Der grosse, offenbare Tag

zurück

12

Mit so unerklärlichem Trieb, wie er Tieren vor einem Unwetter eigen ist, war die Gemeinde zwischen Christi Himmelfahrt und Pfingsten beieinander. Die Gläubigen griffen häufiger denn je zum Psalter, und wenn ich nach der Arbeit in irgendeine der Hütten einkehrte, ließen die Guten mich nicht wieder weg, und aus einem Besuch wurde eine Andacht, nach der sie begehrten. Bei solchen Gelegenheiten aber kam mir auch das Gerücht zu Ohren, der rote Pitirim habe laut und öffentlich geschworen, der Heilige Geist würde zum Pfingstfeste wohnungslos und keine Kirche mehr haben, in der er Einlass fände. Das waren traurige Nachrichten - der Lästerung wegen und weil sie mich Schlimmeres fürchten ließen. Was aber sollten wir tun? In vielen Häusern, in denen ich war, sah es schon pfingstlich aus, wie wir es gewohnt sind. Meine geistlichen Kinder hatten beizeiten Birkenreis und ganze kleine Bäume aus dem Walde geholt und in ihren Stuben zum Grünen gebracht.
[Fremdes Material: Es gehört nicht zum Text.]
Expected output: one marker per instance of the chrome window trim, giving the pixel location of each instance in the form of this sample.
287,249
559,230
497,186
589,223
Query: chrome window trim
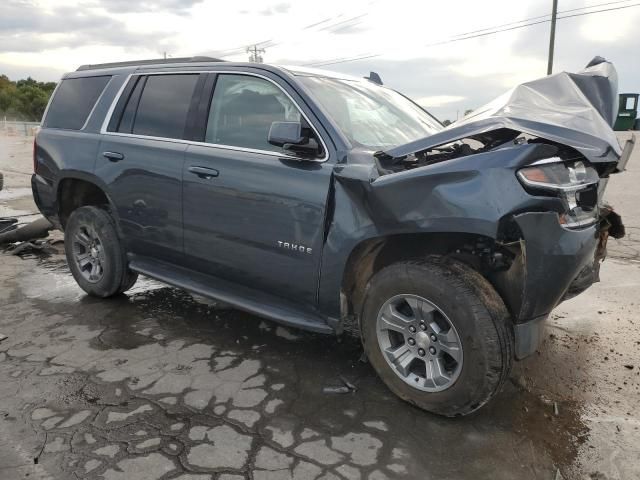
281,154
46,110
93,109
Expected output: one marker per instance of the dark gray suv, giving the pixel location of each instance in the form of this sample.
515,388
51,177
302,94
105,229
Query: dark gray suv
336,204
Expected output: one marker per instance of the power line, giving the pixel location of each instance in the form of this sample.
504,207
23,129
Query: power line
318,26
542,16
467,36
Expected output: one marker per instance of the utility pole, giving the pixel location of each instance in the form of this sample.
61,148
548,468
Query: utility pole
552,37
254,54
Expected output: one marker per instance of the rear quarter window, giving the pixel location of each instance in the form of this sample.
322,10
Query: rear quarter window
73,101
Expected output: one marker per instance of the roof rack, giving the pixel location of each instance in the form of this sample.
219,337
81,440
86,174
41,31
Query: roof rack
158,61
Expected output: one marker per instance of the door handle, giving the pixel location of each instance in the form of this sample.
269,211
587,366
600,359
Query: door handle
113,156
203,172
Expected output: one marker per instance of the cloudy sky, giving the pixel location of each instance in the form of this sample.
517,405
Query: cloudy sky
416,46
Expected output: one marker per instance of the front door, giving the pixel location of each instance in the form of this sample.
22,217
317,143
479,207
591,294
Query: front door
252,215
141,159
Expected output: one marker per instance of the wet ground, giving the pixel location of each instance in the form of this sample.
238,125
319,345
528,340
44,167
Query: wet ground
158,384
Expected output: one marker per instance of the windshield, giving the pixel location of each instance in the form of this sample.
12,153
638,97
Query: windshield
370,115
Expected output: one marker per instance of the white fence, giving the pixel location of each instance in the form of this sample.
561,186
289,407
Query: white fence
18,129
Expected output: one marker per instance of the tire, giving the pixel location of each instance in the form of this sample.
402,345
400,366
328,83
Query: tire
467,379
95,255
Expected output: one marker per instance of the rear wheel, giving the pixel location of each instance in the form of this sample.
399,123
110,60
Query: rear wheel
438,335
94,253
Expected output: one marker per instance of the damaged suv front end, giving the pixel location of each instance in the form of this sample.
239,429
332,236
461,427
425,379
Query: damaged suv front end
523,178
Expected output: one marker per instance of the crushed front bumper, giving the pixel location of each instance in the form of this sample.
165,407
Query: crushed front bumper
550,263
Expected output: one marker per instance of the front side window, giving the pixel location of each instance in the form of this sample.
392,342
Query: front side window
369,115
163,105
242,111
73,101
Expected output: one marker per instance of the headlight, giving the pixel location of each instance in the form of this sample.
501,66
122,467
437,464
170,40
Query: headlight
576,183
553,174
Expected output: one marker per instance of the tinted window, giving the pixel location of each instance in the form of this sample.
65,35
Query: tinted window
242,110
73,101
164,105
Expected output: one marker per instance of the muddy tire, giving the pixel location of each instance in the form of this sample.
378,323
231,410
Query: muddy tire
438,335
94,253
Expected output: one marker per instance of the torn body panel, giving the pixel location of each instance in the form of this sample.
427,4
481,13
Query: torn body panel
573,109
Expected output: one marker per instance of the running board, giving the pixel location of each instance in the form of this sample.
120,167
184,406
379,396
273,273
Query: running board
244,298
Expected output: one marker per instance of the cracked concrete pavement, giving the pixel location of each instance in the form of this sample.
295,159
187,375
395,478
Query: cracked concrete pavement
160,384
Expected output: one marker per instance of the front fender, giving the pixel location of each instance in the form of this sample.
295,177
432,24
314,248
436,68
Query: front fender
470,194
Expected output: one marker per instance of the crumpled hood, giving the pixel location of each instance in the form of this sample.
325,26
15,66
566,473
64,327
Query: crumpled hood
575,109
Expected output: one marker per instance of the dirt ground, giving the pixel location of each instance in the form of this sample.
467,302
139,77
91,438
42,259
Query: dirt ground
159,384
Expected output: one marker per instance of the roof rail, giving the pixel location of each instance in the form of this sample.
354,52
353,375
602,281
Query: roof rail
158,61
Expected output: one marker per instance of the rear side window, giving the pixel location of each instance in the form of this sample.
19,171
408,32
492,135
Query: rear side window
163,106
73,102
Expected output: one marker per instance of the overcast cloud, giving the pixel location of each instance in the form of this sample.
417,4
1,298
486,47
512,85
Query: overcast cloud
44,38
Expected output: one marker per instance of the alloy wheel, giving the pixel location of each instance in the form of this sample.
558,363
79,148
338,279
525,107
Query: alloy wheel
419,342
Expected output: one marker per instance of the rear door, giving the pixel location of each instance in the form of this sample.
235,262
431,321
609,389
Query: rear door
141,158
252,214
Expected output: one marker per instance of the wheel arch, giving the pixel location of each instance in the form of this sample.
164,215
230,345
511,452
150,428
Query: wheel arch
78,189
372,254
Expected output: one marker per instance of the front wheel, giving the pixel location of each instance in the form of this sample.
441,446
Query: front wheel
94,253
438,335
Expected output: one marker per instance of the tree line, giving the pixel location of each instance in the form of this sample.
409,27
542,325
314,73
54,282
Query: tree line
24,99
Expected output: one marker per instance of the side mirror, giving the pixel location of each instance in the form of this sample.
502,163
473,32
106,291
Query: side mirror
290,136
282,133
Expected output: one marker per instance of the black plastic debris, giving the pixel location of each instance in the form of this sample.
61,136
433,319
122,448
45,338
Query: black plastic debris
37,229
348,387
336,390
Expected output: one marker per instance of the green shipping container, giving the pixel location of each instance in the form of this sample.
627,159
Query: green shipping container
627,112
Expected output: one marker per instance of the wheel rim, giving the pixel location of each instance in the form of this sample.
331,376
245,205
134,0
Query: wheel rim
88,254
419,342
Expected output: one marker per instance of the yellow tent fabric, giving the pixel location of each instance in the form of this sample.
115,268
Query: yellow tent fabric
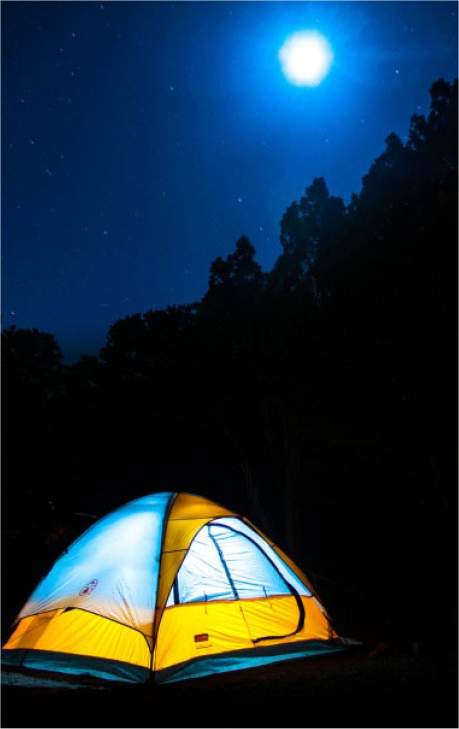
169,585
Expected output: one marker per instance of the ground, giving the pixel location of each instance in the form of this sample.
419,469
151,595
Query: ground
391,689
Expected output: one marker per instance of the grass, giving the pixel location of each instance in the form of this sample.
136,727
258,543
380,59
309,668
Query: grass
339,690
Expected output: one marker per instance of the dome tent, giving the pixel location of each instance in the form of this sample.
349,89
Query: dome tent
169,585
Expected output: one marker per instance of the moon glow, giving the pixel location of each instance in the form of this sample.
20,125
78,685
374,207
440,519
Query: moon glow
306,58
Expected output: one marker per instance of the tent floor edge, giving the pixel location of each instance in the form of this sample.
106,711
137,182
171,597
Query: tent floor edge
248,658
71,664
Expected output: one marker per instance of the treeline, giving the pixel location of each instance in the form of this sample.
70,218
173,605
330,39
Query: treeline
318,398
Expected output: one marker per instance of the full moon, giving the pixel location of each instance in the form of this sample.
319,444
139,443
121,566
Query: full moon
306,58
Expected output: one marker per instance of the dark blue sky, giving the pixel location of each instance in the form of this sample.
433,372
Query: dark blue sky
140,140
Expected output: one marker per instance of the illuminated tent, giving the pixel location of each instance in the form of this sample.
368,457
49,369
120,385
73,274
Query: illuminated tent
171,586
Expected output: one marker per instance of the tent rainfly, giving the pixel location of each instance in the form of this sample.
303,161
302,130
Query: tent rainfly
169,586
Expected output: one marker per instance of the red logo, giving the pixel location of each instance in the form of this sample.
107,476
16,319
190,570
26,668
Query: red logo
87,589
Mit denen sollte der Tempel geschmückt werden. Ich ermahnte sie, nicht ihre Kinder zu schicken, da dieses uns übel ausgelegt würde, sondern selber zu [94] kommen. Und so versprachen sie es. - In den zehn Tagen, die unser Herr und Erlöser bei seinem Vater verweilte, um alsdann seinen Geist zu uns zu senden, den Tröster, den Helfer, den Geist der Liebe und der Wahrheit - in diesen zehn Tagen wurde es Frühling. Und welch ein Frühling! Die Ältesten von uns konnten sich nicht entsinnen, die Wende jemals mit solcher Gewaltsamkeit erlebt zu haben. Nach der Finsternis des Himmelfahrtstages wurde es niemals mehr hell. Der See und die Wälder hüllten sich in einen schweren Dunst, der dort enden mochte, wo die Wolken begannen, niemand konnte das unterscheiden. Ein warmer Sturm brach herein, wie geradewegs aus dem kaspischen Süden; Regen, warm und mit großen Tropfen, fiel auf den Schnee, daß die Erde das Tauen gar nicht zu fassen vermochte. Wir saßen des Abends in unseren Häusern und blickten uns stumm an, wenn zwischen dem Brummen und Heulen der Bären, die da vor unseren Fenstern zu tapsen schienen, mit einem Male ein Schmettern und Donnern erscholl, mit dem die Wassermassen des Flusses den fesselnden Schild des Eises zerspellten. Aber ich sage Ihnen: wenn es jetzt still geworden wäre, wenn jetzt der Regen aufgehört hätte, wenn jetzt die allmählich sich öffnende Erde die Wassermengen in sich hätte aufnehmen können - noch wäre das Unheil aufzuhalten gewesen. Doch es kam anders.